Mary Anne also got involved in a variety of volunteer organizations, including the United Way of Greater Toronto. She found her volunteerism so satisfying that she took early retirement in order to have more time free to get involved. However, she soon found herself wooed by the provincial Liberals, who wanted her to run in the upcoming election.
Mary Anne had never considered a political career, but she felt a responsibility to run. “There aren’t many black women at that level of public service, so here was an opportunity to blend minority voices with those in the broader community,” she explains.
Mary Anne won election as the MPP for Scarborough East, serving from 2003-2007 and she was appointed Minister of Training, Colleges, and Universities. She had previous experience in the world of higher education from her tenure on the Governing Council of the U of T, where she helped establish a policy (adopted by other Canadian universities) ensuring that lack of money would not be a barrier for students accepted at university. During that time, she had also learned the strengths and shortcomings of Ontario Student Assistance Program (OSAP) and when she became Minister of Training, Colleges and Universities she improved access to the initiative.
In 2005, she was appointed Minister of Children and Youth Services, where she established the first regulatory college for early childhood educators in North America along with the largest expansion of licensed subsidized child care in Ontario’s history– 22,000 new spaces. Mary Anne herself was also responsible for legislation making it easier for children in the child-welfare system to find permanent homes.
She recalls some of what she calls “tricky times,” but there were also many rewarding ones. “I remember my first funding announcement,” she says. “Parents and staff at children’s mental health treatment centres cried because they hadn’t had an increase in funding for so many years.”
Mary Anne says her ministry also changed the age limitation for children with autism to receive intensive behaviour intervention; it had been the age of six.
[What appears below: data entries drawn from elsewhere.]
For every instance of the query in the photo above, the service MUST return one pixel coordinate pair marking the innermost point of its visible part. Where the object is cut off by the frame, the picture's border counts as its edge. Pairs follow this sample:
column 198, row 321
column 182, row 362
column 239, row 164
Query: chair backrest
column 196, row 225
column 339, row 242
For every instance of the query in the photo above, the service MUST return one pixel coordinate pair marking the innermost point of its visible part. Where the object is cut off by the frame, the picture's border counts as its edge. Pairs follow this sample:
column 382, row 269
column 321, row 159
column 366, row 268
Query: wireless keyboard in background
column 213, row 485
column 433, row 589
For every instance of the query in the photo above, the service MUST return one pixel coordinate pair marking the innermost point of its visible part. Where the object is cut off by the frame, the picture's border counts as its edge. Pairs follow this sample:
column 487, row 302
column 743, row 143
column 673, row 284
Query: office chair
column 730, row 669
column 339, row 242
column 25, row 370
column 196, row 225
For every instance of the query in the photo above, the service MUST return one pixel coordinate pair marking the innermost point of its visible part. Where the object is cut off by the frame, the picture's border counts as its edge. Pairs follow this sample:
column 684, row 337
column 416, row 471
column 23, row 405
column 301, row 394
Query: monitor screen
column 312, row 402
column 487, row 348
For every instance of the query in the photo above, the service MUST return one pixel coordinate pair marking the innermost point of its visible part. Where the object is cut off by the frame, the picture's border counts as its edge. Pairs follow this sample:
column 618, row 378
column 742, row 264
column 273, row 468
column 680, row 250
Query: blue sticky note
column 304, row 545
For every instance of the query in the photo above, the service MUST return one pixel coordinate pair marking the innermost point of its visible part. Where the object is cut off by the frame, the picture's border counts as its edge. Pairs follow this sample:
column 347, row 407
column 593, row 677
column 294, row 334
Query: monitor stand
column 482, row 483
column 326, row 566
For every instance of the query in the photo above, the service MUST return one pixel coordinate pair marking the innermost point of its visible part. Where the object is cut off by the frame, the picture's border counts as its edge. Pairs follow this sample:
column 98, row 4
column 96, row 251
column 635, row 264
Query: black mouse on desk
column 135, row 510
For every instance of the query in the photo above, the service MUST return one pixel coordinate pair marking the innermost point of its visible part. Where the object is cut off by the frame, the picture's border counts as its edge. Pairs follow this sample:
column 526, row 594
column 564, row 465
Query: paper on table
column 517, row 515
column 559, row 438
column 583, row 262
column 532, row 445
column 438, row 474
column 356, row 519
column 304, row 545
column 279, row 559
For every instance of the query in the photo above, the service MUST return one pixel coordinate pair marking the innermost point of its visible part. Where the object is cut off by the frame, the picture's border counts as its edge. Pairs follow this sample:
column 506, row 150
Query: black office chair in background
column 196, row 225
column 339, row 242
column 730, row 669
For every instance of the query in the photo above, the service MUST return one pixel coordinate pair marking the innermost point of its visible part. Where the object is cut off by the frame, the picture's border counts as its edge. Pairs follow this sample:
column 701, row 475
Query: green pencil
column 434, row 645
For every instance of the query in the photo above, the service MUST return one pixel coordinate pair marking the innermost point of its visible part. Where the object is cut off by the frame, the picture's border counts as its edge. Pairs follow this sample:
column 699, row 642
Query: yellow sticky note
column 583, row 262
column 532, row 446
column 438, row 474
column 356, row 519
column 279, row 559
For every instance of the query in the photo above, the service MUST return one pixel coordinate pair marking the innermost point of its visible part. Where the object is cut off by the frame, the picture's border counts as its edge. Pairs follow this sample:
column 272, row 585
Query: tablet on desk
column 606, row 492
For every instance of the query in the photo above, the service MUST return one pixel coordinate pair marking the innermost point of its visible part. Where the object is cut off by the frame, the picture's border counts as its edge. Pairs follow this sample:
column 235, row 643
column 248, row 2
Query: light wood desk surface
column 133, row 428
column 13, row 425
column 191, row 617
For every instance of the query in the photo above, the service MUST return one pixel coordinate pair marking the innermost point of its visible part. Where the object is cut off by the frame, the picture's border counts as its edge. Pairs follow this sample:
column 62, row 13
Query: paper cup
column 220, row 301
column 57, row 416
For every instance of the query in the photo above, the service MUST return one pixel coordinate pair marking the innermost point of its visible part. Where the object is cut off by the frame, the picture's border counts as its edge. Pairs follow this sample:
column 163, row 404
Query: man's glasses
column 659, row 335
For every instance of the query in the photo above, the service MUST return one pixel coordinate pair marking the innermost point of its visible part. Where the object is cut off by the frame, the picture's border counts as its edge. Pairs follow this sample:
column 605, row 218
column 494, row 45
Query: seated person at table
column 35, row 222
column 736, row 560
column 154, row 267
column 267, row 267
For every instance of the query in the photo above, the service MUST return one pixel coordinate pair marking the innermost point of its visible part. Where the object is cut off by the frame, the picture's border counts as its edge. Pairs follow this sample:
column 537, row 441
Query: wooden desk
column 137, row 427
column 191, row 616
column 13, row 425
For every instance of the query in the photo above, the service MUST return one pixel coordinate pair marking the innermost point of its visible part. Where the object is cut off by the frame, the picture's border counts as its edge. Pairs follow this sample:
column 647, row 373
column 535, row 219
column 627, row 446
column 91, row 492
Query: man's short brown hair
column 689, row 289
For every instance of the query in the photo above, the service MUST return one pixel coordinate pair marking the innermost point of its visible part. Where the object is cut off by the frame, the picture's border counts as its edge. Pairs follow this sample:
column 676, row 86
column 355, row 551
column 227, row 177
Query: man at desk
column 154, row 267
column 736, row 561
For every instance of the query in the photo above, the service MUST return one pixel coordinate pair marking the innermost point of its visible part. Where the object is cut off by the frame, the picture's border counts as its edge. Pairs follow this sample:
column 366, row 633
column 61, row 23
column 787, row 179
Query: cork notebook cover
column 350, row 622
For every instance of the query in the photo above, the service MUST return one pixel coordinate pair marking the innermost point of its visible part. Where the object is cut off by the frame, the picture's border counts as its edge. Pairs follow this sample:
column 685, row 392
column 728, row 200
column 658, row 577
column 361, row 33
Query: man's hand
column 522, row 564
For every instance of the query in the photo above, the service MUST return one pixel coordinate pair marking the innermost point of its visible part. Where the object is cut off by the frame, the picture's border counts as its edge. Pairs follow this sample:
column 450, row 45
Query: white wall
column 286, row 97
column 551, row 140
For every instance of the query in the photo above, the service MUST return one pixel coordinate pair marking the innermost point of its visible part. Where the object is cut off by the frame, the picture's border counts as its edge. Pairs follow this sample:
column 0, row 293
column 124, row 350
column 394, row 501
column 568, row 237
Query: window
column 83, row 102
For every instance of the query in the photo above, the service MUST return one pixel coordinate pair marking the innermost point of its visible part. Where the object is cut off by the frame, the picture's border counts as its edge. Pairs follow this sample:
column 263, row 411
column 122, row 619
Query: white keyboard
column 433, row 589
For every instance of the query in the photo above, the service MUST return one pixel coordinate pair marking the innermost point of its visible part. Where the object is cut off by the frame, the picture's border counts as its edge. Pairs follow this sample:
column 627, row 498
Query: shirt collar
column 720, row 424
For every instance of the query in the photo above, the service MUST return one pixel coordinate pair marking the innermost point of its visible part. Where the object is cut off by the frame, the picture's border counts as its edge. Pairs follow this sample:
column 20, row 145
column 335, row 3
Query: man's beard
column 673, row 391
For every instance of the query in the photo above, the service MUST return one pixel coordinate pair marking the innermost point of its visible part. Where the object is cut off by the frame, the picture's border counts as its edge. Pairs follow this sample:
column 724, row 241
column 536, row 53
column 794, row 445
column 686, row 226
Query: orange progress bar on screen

As well, she helped to establish the first independent office for the province’s child and youth advocate.
Mary Anne decided not to run again but was grateful for the experience. “In hindsight I realize if you’re conscientious and committed you can have a really significant impact on the lives of a substantial number of people.”
These days she keeps busy with her volunteer work. In addition to sponsoring a mentorship program at the U of T, she sits on the board for the Centre for Addiction and Mental Health and the board of directors of the Project for Advancement of Early Childhood Education through which she sponsors two schools in Jamaica. Last year, two schools were adopted in Toronto in low-income areas through the program.
Mary Anne also speaks with children in schools and seeks to inspire them. “Young people are always looking for role models. It’s not just black kids, these are all kids. Whenever I visit the schools I find it so energizing. You know you can have impact.”
So all these years later, Mary Anne Chambers can look back with satisfaction in knowing that she has helped bring about positive changes here in Canada. “I still love Jamaica, but I’m proof that you can love more than one country. Even when I go to Jamaica, when I return here, I’m so happy to call Canada home.”